DIAGNOSI

Le metodiche per diagnosticare la malattia di Crohn sono:

  • La colonscopia con visualizzazione dell’ileo e con biopsia intestinale: serve a valutare lo stato della mucosa intestinale e a valutare se, a livello microscopico, ci sono aspetti tipici dell’infiammazione cronica (alterazioni strutturali del tessuto, infiltrati di globuli bianchi). È essenziale per la diagnosi.

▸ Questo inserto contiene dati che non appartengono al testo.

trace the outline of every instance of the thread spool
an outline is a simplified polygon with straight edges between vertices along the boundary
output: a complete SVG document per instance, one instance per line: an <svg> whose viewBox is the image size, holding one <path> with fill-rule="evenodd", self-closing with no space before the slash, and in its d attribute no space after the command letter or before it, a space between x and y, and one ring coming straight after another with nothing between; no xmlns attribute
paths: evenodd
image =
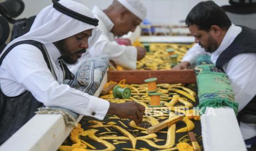
<svg viewBox="0 0 256 151"><path fill-rule="evenodd" d="M149 47L150 46L150 43L144 43L143 45L144 46L145 49L146 50L146 52L150 52L150 50L149 49Z"/></svg>
<svg viewBox="0 0 256 151"><path fill-rule="evenodd" d="M158 88L156 87L156 80L157 78L153 78L146 79L144 80L145 83L148 84L148 92L152 93L158 91Z"/></svg>
<svg viewBox="0 0 256 151"><path fill-rule="evenodd" d="M168 55L169 56L175 55L174 51L175 51L175 50L174 49L169 48L169 49L167 49L166 51L167 51Z"/></svg>
<svg viewBox="0 0 256 151"><path fill-rule="evenodd" d="M177 65L178 63L178 55L175 54L170 56L171 58L171 65L172 67L174 67Z"/></svg>
<svg viewBox="0 0 256 151"><path fill-rule="evenodd" d="M150 93L148 94L150 97L150 105L149 107L160 107L160 95L161 93Z"/></svg>
<svg viewBox="0 0 256 151"><path fill-rule="evenodd" d="M115 98L129 98L131 91L129 88L122 88L119 85L116 85L113 89L113 95Z"/></svg>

  • L’ecografia delle anse intestinali: permette di valutare la parete intestinale in maniera non invasiva, per escludere o diagnosticare complicanze da malattie.
  • La risonanza magnetica addominale con mezzo di contrasto che permette di localizzare l’infiammazione, di valutare eventuali complicanze e di valutare l’estensione e l’attività infiammatoria. È una procedura non invasiva che non espone a raggi dannosi.
  • L’Entero-TC con mezzo di contrasto, che ha lo stesso valore diagnostico della risonanza, ma dev’essere utilizzata con cautela poiché espone ai raggi X.
  • L’esofagogastroduodenoscopia serve a valutare se esiste una localizzazione di malattia a livello della parte alta dell’intestino, soprattutto alla diagnosi.
  • L’enteroscopia con videocapsula è una metodica endoscopica non invasiva per diagnosticare lesioni del piccolo intestino che non sono accessibili con la colonscopia. È limitata dalla impossibilità di fare biopsie e dal rischio di ritenzione, in caso di stenosi intestinali.
  • L’esplorazione chirurgica sotto anestesia è una metodica chirurgica che va impiegata in casi selezionati di morbo di Crohn perianale. È assieme diagnostica e curativa.